Electric vehicles accounted for less than 5 percent of the new car market in 2021. That year, Biden set a goal that 50 percent of passenger cars and light trucks sold in 2030 would be electric.
Future of jobs?
Fourteen million jobs worldwide could disappear over the next five years as companies adopt new technologies, respond to rising costs, and forecast slower economic growth, according to a World Economic Forum Future of Jobs report released April 30. More than 800 companies surveyed anticipate businesses will add 69 million mostly tech-related jobs before the decade ends, but also cut 83 million mostly clerical, administrative, and sales positions.

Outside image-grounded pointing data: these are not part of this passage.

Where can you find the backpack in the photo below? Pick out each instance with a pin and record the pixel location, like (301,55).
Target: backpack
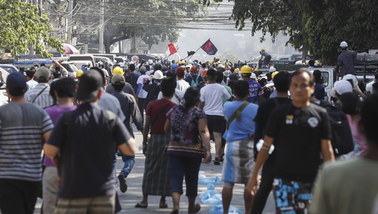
(194,82)
(342,139)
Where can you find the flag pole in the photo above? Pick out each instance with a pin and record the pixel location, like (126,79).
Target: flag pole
(192,54)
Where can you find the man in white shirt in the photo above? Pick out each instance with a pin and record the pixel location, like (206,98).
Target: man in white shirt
(212,96)
(182,85)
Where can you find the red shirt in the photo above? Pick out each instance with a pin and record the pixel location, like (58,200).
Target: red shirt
(157,111)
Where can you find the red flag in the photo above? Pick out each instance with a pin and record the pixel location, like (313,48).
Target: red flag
(172,49)
(209,47)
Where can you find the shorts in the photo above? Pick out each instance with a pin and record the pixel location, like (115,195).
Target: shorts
(216,123)
(291,197)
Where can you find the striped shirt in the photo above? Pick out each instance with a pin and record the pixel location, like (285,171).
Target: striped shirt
(21,128)
(44,99)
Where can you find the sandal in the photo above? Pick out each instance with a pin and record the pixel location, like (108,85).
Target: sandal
(197,207)
(162,206)
(140,205)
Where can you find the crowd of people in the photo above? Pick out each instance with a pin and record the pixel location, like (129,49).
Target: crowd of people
(283,123)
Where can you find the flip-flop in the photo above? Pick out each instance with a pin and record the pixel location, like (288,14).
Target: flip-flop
(197,207)
(139,205)
(163,205)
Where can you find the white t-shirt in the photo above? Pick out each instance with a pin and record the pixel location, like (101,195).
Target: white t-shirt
(212,95)
(182,85)
(177,97)
(141,80)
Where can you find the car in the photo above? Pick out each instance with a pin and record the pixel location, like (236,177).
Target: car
(9,68)
(82,57)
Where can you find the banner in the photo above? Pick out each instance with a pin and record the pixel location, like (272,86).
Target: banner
(209,47)
(172,49)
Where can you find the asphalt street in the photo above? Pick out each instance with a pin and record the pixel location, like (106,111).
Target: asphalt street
(134,192)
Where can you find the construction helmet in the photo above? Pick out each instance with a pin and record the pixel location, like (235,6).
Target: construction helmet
(246,69)
(118,70)
(274,74)
(79,73)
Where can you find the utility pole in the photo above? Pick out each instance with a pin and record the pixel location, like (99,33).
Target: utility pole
(101,29)
(69,22)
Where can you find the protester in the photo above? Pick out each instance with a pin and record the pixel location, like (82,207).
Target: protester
(31,83)
(319,91)
(93,157)
(64,93)
(131,111)
(212,96)
(289,127)
(281,83)
(350,186)
(239,147)
(345,60)
(182,85)
(189,139)
(155,176)
(39,95)
(24,128)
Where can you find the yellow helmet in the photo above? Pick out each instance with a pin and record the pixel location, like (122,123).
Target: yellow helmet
(274,74)
(246,69)
(79,73)
(118,70)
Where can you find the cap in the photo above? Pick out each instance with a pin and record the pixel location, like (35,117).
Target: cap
(90,82)
(16,80)
(343,86)
(42,72)
(343,44)
(158,75)
(194,69)
(79,73)
(118,79)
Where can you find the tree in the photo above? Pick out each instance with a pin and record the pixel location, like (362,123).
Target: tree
(152,20)
(22,29)
(317,26)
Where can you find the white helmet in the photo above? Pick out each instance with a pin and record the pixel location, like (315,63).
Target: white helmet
(343,44)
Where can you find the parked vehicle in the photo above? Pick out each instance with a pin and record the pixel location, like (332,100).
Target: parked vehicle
(9,68)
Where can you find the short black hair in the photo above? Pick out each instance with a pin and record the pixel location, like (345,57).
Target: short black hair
(311,62)
(212,74)
(317,76)
(301,71)
(132,67)
(191,97)
(30,73)
(168,86)
(241,89)
(369,118)
(65,87)
(17,92)
(281,81)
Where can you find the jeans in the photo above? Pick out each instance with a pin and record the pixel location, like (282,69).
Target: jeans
(129,165)
(178,167)
(18,196)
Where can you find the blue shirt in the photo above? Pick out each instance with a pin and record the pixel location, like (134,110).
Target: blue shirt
(240,130)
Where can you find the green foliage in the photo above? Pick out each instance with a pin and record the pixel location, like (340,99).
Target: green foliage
(152,20)
(23,29)
(317,26)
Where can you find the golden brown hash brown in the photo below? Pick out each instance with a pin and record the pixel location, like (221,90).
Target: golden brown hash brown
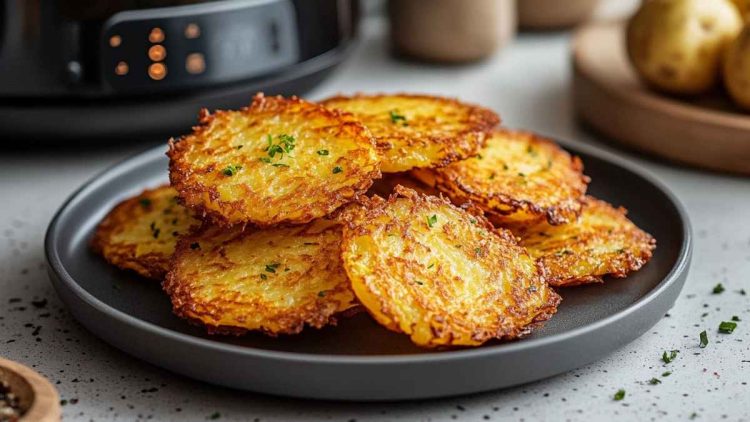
(274,280)
(602,242)
(439,274)
(517,178)
(141,232)
(414,131)
(277,161)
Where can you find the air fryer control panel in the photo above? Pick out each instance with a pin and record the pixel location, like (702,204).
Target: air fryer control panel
(195,45)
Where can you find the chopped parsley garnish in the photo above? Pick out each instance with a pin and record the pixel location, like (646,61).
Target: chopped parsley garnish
(285,144)
(704,339)
(154,230)
(271,268)
(395,117)
(669,356)
(727,327)
(231,170)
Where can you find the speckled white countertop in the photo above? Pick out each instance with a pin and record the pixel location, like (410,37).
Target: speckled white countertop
(529,84)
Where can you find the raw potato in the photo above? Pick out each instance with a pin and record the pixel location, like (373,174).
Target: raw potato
(277,161)
(274,280)
(141,232)
(737,69)
(439,274)
(517,178)
(416,131)
(676,45)
(602,242)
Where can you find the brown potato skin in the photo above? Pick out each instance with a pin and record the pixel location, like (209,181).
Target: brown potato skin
(126,241)
(436,143)
(514,297)
(491,180)
(602,242)
(259,193)
(217,279)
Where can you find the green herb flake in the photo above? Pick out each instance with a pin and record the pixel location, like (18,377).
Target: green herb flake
(727,327)
(395,117)
(669,356)
(231,170)
(704,339)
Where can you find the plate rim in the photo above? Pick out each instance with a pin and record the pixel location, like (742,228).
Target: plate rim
(54,264)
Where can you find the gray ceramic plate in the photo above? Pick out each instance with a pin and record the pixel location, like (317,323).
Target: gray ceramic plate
(359,360)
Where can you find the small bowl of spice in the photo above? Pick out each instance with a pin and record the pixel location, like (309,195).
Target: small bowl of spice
(25,395)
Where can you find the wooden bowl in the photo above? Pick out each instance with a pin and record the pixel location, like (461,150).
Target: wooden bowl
(554,14)
(38,398)
(706,131)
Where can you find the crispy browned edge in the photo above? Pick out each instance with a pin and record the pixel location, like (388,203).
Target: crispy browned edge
(179,173)
(481,118)
(621,268)
(182,300)
(553,215)
(375,204)
(147,265)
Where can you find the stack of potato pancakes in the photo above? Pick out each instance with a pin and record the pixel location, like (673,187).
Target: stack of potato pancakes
(417,209)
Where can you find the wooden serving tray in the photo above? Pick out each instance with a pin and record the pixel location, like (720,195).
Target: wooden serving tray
(707,132)
(37,396)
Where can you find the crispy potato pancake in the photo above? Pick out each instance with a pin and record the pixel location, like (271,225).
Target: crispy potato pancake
(415,131)
(439,274)
(517,178)
(140,233)
(602,242)
(277,161)
(273,280)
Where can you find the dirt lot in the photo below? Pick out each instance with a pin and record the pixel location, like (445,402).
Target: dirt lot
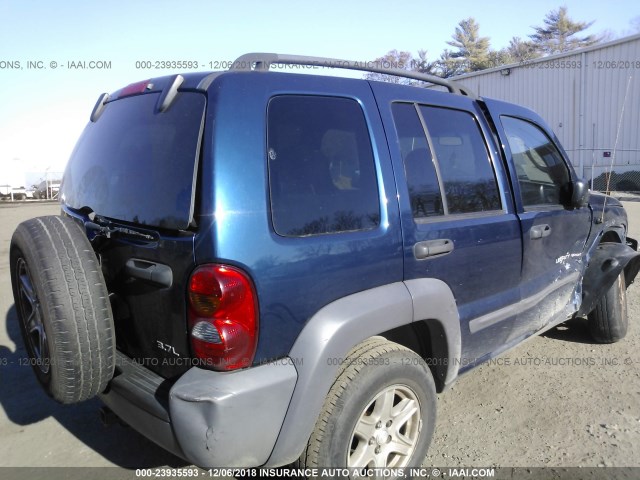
(556,401)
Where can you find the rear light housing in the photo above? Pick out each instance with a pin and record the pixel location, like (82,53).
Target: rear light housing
(223,317)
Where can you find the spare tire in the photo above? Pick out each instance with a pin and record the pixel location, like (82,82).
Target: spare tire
(63,308)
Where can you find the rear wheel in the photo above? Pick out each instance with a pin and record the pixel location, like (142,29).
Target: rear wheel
(608,322)
(63,308)
(380,412)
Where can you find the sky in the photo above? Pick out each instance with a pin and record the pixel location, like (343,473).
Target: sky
(45,104)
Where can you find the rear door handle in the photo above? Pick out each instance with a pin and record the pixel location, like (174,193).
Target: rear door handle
(540,231)
(153,272)
(432,248)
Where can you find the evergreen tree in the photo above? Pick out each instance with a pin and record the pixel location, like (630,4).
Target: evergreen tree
(522,50)
(449,66)
(560,34)
(472,48)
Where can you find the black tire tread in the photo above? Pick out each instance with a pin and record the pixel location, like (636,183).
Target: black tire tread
(608,321)
(69,283)
(372,348)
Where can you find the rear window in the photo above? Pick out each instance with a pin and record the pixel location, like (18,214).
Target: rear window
(321,167)
(137,165)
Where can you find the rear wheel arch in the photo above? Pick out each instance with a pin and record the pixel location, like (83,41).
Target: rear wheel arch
(337,328)
(428,339)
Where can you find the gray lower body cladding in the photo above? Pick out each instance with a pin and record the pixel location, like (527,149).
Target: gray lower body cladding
(205,416)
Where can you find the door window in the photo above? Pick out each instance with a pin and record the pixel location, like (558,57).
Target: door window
(321,167)
(542,172)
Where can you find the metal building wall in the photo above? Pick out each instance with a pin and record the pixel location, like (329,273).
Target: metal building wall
(581,95)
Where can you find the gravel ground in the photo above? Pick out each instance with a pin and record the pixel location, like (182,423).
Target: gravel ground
(556,401)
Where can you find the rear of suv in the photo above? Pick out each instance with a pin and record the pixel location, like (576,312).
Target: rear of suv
(255,268)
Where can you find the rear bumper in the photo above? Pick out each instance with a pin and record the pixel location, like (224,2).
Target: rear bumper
(212,419)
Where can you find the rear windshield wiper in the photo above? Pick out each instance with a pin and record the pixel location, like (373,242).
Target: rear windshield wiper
(105,227)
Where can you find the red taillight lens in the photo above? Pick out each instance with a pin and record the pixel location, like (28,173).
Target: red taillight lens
(223,317)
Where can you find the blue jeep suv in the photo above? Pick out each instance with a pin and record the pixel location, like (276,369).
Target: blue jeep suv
(254,268)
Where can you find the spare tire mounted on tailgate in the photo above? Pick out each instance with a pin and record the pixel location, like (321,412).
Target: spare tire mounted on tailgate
(63,308)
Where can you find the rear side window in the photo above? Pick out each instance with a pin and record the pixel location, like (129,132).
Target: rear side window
(321,167)
(467,174)
(446,162)
(542,172)
(422,179)
(137,165)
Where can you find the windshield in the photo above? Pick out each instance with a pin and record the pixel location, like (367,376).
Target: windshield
(138,165)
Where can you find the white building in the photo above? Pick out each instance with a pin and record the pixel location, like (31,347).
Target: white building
(591,99)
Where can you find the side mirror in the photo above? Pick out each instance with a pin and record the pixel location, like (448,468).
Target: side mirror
(579,194)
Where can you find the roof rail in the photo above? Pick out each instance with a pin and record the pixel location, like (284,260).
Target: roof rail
(263,61)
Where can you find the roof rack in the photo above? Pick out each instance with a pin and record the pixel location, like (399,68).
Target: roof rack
(263,61)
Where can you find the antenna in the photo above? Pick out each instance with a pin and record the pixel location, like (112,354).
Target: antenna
(615,146)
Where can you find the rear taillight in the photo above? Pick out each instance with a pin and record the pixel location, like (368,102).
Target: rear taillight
(223,317)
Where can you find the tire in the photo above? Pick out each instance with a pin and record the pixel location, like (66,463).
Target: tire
(608,322)
(379,381)
(63,308)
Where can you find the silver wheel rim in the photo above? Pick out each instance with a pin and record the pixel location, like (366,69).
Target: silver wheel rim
(36,335)
(387,432)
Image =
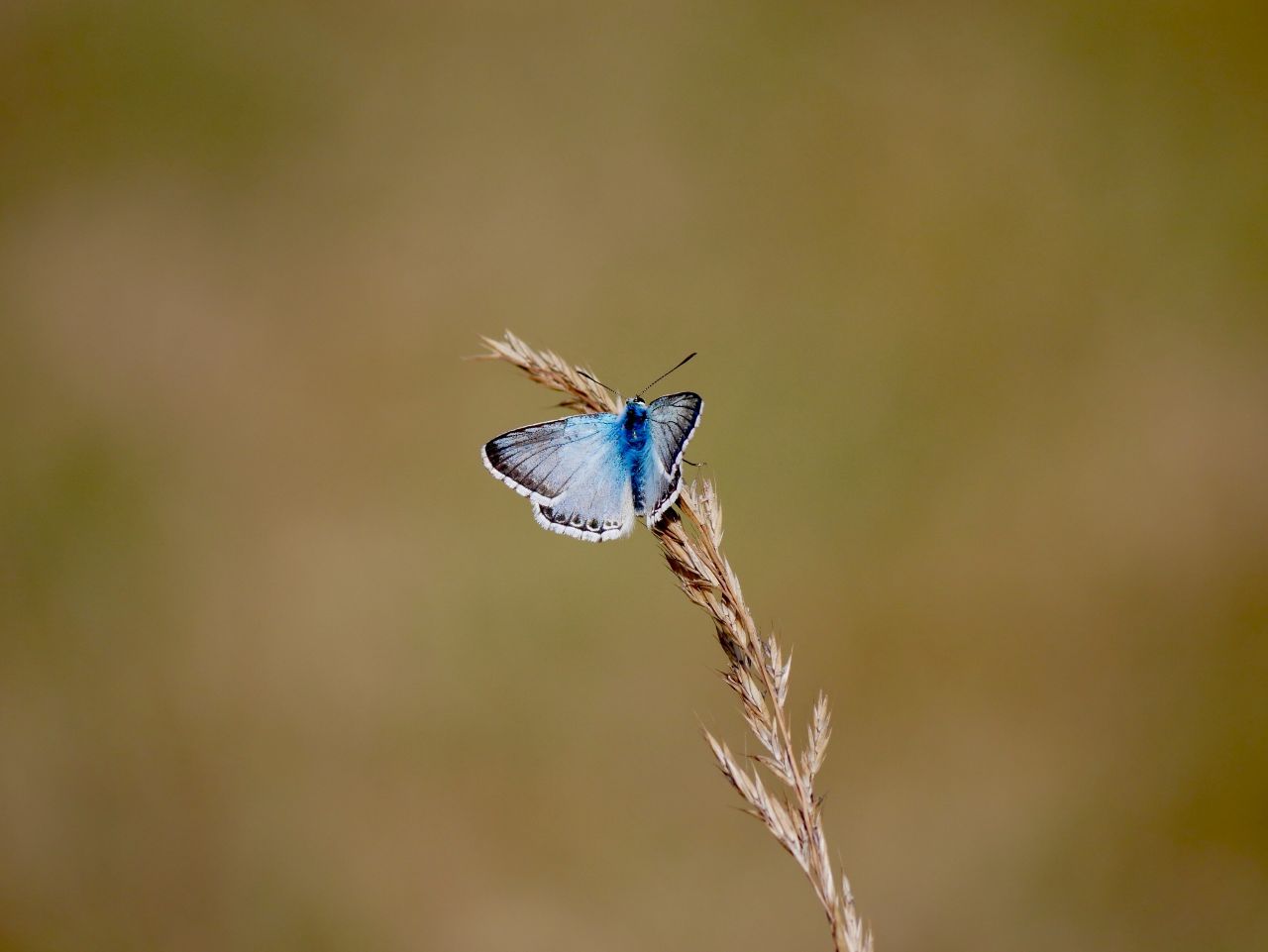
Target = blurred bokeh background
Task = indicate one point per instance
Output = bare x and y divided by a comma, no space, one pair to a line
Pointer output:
979,293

Respondents said 34 percent of business-related tasks are performed by machines today and anticipate that figure rising to 42 percent by 2027. The fastest-growing jobs are technology-related, such as specialists in artificial intelligence and machine learning, while the numbers of bank tellers, postal service clerks, and cashiers are declining quickly. Jobs in education, agriculture equipment, and digital commerce and trade should also see large growth, the report said. —T.V.
Taxes on the high seas
The European Union in April added the maritime industry to its carbon emissions trading system to pressure shipping companies to abandon fossil fuels. Beginning in 2024, operators of large cargo ships visiting European ports will pay a tax on permits to release emissions, with the tax increasing over three years. Shipowners supported the proposal after the legislators offered about $2.2 billion to help the industry adopt alternative fuels. —T.V.